In this run in total 7500 requests were made to the backend (a Java web application based on Spring Boot). As far as I know, this number is quite low, and usually you need a much higher number of executions to warm up the application (at least for microbenchmarks). Nevertheless, this quick measurement seems to show that optimizations take place already after a short time: The average CPU utilization of the backend component of the first flow (29.38 %) and the second flow (23.90 %) is much higher than the subsequent flows (<14 %). After the 10. flow the average CPU utilization stays under 10 %. Or is there a different reason for the reduction?
Energy consumption has also decreased accordingly (not so much, because the most energy was consumed by the load generator and not by the backend).

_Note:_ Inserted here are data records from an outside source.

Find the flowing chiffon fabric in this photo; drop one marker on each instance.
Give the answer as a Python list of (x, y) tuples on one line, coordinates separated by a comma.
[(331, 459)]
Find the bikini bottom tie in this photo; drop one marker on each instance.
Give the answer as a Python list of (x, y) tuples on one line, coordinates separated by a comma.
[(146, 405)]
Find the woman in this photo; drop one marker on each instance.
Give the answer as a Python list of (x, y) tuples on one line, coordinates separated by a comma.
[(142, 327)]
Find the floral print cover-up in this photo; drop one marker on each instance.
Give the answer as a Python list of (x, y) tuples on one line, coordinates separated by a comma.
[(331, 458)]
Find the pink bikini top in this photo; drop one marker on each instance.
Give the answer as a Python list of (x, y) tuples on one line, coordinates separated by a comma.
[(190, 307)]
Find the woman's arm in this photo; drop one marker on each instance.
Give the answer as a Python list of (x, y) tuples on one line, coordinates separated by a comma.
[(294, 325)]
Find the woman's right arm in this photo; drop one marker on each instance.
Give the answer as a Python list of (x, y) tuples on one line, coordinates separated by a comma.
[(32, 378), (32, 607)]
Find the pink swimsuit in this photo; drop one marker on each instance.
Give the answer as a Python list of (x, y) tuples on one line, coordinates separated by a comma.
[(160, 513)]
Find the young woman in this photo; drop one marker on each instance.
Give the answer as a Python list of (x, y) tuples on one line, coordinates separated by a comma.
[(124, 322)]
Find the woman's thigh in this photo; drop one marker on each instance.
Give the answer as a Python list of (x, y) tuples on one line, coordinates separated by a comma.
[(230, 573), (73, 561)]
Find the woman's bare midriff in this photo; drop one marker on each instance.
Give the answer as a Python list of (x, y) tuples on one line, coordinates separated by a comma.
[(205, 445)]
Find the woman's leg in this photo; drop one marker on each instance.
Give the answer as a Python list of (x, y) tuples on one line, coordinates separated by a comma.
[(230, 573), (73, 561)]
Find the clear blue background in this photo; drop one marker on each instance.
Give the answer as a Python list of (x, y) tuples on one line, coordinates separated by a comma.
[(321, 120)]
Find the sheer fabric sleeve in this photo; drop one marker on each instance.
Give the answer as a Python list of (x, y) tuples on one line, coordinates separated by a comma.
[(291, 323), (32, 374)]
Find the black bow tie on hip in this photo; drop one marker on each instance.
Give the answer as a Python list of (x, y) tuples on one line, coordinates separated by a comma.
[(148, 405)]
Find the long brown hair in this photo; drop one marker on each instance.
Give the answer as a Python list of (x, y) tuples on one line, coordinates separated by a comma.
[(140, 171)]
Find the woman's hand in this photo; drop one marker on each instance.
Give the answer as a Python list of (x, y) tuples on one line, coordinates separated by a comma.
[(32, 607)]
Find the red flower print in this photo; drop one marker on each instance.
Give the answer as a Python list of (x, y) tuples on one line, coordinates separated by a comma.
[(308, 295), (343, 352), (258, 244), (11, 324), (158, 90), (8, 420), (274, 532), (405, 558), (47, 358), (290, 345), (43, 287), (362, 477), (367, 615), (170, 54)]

GMT is based on the concept of a standard usage scenario (SUS). The concept was originally introduced for the Blue Angel certification for software, until now only available for desktop applications. Warming up is probably not relevant for desktop applications, but it probably is for server applications. As far as I know, the Blue Angel certification will soon also be available for server applications. Will the issue of warming up play a role there?

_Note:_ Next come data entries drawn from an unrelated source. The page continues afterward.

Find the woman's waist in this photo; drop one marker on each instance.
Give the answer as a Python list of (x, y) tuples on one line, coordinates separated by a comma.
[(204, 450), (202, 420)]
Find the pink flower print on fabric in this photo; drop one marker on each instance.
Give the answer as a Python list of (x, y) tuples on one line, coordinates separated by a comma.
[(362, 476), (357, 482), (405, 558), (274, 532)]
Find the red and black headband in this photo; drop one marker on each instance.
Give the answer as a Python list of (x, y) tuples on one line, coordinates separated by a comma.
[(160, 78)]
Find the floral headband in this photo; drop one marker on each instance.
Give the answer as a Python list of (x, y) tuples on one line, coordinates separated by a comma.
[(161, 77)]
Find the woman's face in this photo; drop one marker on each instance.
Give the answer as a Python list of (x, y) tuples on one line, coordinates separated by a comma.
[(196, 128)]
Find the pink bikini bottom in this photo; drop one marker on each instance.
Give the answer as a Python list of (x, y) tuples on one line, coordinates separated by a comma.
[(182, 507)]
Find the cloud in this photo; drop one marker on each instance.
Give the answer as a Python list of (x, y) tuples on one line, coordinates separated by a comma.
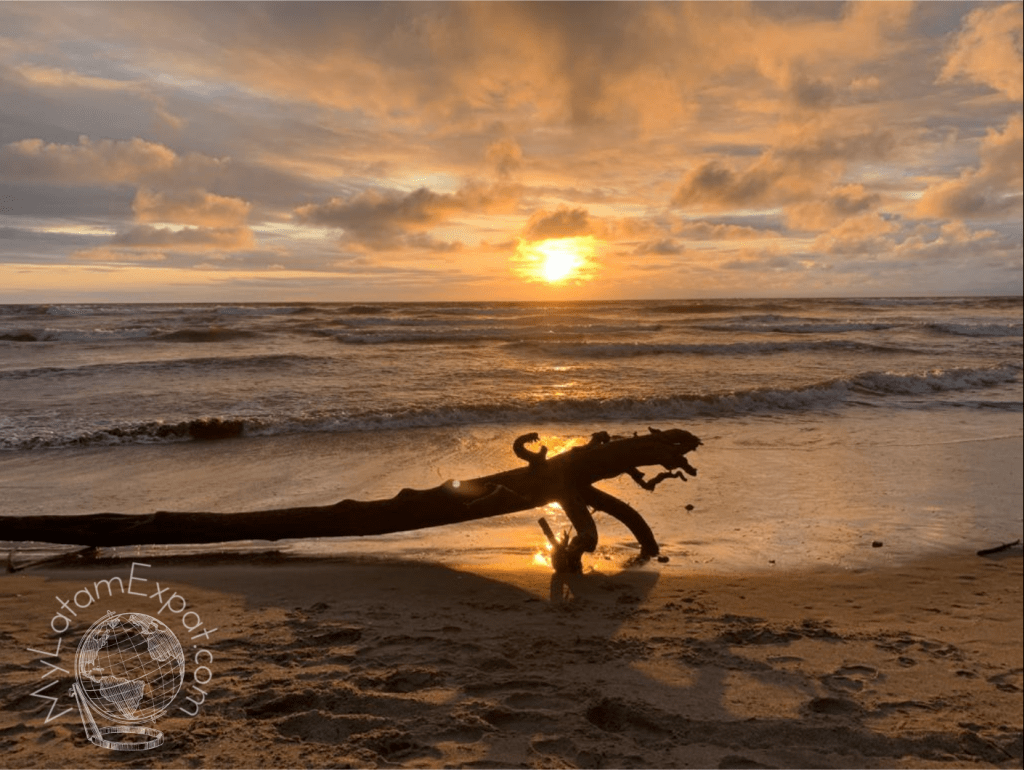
[(194, 207), (139, 240), (856, 234), (506, 157), (564, 222), (665, 247), (840, 203), (991, 189), (697, 230), (379, 218), (793, 170), (103, 161), (988, 49)]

If the conclusion is that there are situations in which a warm-up is important, the next question is: how?

How many requests/executions are required until the application can be considered to be warm? (probably highly depends on your specific runtime environment, application and usage scenario)
Does GMT want to support warm-ups? Or do the disadvantages possibly outweigh the advantages, e.g. due to longer and more resource-intensive measurements?
If GMT wants to support warm-ups, how would be the best way?
- using setup-commands as part of the boot phase (disadvantage: you can't see when the application can be considered as warm)
- using multiple flows (more a workaround than a solution)
- introduce a new optional “warm-up” phase (either use an existing flow that is executed multiple times, or define a specialized warm-up-flow)

I am new to the field of benchmarks (performance, load, energy, etc.). So I am very happy about any answers and suggestions!

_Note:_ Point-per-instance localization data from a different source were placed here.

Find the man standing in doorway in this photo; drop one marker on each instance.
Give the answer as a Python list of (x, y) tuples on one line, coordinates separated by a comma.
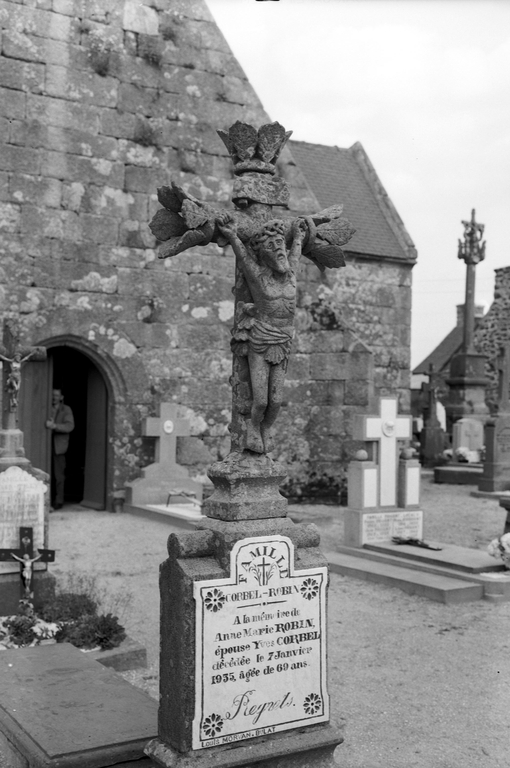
[(61, 423)]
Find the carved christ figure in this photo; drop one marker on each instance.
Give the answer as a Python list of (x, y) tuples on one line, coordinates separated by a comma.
[(267, 253), (263, 330)]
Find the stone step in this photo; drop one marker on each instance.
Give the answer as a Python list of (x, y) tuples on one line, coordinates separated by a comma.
[(400, 562), (60, 709), (434, 586)]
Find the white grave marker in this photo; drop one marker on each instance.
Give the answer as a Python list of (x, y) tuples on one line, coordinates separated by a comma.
[(21, 505), (260, 646)]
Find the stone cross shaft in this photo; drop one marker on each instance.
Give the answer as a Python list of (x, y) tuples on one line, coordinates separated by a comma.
[(472, 252), (12, 356), (386, 429), (503, 361), (166, 427)]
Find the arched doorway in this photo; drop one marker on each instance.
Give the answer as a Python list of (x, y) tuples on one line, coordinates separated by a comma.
[(86, 393)]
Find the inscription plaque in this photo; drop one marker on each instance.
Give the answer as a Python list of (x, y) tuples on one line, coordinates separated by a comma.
[(260, 646), (381, 526), (21, 505)]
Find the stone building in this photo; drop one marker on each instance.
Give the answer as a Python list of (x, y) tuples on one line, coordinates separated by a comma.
[(101, 102)]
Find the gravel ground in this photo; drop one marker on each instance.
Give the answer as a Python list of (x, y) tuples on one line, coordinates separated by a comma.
[(413, 683)]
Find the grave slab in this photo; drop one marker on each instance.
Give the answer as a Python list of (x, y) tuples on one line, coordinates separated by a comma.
[(60, 709), (459, 474)]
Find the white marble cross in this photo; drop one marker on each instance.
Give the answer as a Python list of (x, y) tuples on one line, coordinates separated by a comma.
[(386, 429), (167, 427)]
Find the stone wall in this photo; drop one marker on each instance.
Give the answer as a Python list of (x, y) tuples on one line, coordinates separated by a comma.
[(493, 331), (101, 102)]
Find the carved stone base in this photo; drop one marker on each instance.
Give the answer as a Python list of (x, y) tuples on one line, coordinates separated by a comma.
[(11, 447), (245, 488), (309, 748)]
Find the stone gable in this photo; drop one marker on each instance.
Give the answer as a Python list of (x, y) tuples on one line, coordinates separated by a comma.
[(101, 103)]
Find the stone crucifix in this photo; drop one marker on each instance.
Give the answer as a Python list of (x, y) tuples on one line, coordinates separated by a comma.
[(268, 250), (13, 355)]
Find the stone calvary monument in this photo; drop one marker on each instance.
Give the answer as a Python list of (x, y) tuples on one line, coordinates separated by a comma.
[(243, 598)]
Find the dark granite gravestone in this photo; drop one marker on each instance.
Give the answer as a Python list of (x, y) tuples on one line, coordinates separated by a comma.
[(60, 709)]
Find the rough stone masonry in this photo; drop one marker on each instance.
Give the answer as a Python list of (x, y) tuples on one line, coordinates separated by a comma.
[(100, 103)]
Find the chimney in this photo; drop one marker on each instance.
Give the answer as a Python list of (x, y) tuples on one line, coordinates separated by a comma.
[(479, 312)]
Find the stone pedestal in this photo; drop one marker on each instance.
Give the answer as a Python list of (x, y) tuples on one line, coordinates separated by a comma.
[(315, 748), (496, 468), (243, 677), (467, 385)]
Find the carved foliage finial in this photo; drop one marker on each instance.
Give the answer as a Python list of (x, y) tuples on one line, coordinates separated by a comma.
[(253, 150)]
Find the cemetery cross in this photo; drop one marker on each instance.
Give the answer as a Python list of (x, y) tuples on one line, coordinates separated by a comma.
[(217, 576), (386, 429), (13, 355), (267, 250)]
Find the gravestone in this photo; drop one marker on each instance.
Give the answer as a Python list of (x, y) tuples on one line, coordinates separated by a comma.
[(243, 665), (165, 488), (496, 468), (468, 433), (24, 503), (383, 494)]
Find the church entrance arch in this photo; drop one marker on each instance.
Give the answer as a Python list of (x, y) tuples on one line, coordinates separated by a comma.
[(88, 392)]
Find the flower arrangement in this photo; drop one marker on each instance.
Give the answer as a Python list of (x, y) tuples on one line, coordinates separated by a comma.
[(71, 616), (500, 548)]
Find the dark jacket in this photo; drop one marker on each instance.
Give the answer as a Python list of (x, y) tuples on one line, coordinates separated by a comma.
[(64, 423)]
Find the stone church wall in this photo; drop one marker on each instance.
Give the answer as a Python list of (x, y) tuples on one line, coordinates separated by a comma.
[(101, 102), (493, 331)]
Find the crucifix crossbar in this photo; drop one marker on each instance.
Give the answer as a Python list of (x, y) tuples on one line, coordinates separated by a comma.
[(386, 429), (26, 547)]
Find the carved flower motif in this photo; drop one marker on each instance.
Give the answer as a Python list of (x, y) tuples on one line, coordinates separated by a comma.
[(312, 704), (214, 600), (309, 588), (212, 725)]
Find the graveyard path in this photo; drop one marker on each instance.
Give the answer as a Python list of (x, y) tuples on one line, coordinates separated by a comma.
[(416, 684)]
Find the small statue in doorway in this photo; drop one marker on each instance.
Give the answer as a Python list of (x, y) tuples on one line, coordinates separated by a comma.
[(263, 330)]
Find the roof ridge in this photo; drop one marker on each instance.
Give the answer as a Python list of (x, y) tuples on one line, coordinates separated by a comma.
[(386, 206)]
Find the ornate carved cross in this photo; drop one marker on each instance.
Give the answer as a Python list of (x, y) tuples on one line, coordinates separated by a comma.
[(268, 251), (503, 362), (13, 355)]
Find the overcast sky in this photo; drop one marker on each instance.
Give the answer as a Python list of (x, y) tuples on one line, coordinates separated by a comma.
[(424, 85)]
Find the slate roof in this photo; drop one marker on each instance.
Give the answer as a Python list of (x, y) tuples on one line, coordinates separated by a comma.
[(347, 176), (440, 357)]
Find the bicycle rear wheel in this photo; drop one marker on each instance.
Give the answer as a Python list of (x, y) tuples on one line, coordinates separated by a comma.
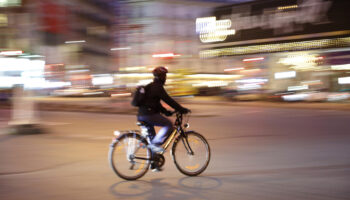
[(129, 156), (191, 155)]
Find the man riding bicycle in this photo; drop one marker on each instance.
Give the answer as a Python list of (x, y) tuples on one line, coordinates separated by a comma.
[(151, 109)]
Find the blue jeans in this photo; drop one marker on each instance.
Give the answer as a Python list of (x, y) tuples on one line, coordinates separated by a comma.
[(157, 120)]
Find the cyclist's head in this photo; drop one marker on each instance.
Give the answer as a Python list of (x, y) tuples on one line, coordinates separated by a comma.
[(159, 74)]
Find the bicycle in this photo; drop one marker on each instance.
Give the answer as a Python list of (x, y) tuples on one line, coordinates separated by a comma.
[(130, 158)]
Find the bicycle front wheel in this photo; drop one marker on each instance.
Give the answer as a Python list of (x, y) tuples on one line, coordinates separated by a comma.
[(129, 156), (191, 154)]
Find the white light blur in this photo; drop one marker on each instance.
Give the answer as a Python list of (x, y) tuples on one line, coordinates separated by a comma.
[(30, 83), (253, 59), (211, 84), (295, 97), (283, 75), (344, 80), (127, 94), (120, 48), (249, 86), (21, 64), (233, 69), (103, 80), (338, 97), (219, 76), (341, 67), (253, 80), (165, 55), (11, 53), (297, 88), (74, 41), (144, 82)]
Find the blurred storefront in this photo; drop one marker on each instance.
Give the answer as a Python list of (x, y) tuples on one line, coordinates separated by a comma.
[(295, 45)]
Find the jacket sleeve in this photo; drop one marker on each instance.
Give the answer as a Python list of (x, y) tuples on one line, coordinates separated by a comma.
[(170, 101)]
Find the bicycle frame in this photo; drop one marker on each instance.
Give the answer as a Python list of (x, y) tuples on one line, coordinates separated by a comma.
[(178, 130)]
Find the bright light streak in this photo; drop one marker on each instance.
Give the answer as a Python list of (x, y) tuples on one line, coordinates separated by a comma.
[(121, 95), (21, 64), (233, 69), (144, 82), (338, 96), (341, 67), (75, 41), (344, 80), (249, 86), (314, 82), (283, 75), (104, 80), (210, 76), (253, 80), (92, 93), (11, 53), (253, 59), (120, 48), (211, 84), (295, 97), (165, 55), (296, 88)]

davidkopp · 2023-12-15T14:54:31Z

davidkopp
Dec 15, 2023
Author

After having a discussion with @ribalba this morning and taking a look into the current draft of the criteria for the Blue Angel certification for server-side applications I can now answer one of my questions: Warming up of the software under test is not a considered aspect during measurement as part of the Blue Angel certification process.

Only a number is given as to how often a measurement run should be repeated: at least 10 times is a must, 30 times is recommended. This is of course not sufficient to warm up e.g. a JVM-based application.

0 replies

ArneTR · 2023-12-19T14:40:05Z

ArneTR
Dec 19, 2023
Maintainer

Hey @davidkopp

excellent issue, thanks for bringing this up.

The GMT is agnostic about this and I think this makes it in one way powerful as users can decide how to do it, but also may leave a user puzzled which is "the way to go".

Here is my take: I think a benchmark should reflect how the application behaves in order to give a third party an estimation where load occurs and how much resources the application will consume.
That said implies: The warmup MUST be part of the usage scenario somewhere as this is actually compute that needs to happen to bring the application to a state that it will also be later used in.

I see two variants here:

A: Applications that fade into performance through user requests (very typical for web applications. They are just deployed and the caches warm over time)
B: Business critical applications that are never deployed without a warm cache (the application is here warmed through a synthetic load beforehand)

In both cases I would argue that the warmup shall be part of the usage scenario. In case A I would make it part of the Runtime phase as a separate step. In case B I would make it part of the boot process through the already mentioned setup-commands.

Here is an example for instance of an app we monitor that comes with a warmup script that is however not typically how the app is deployed. Thus it is part of the runtime phase.

Having an optionally empty warmup phase is for sure also a way to go, but it would limit the GMT to have this phase at a fixed location. I think it is quite valuable to have the Warmup in the runtime phase and maybe not even as the first step.

Hope I could give some insights. How does the feedback resonate with you?

2 replies

davidkopp Dec 19, 2023
Author

Thank you for these insights! This was helpful for me.

I think I will go with Variant A and add a warm-up flow step to my usage scenarios. The only challenge will be to determine the right amount of requests for my application to be considered warm. Without any experience, this will require some measurements beforehand.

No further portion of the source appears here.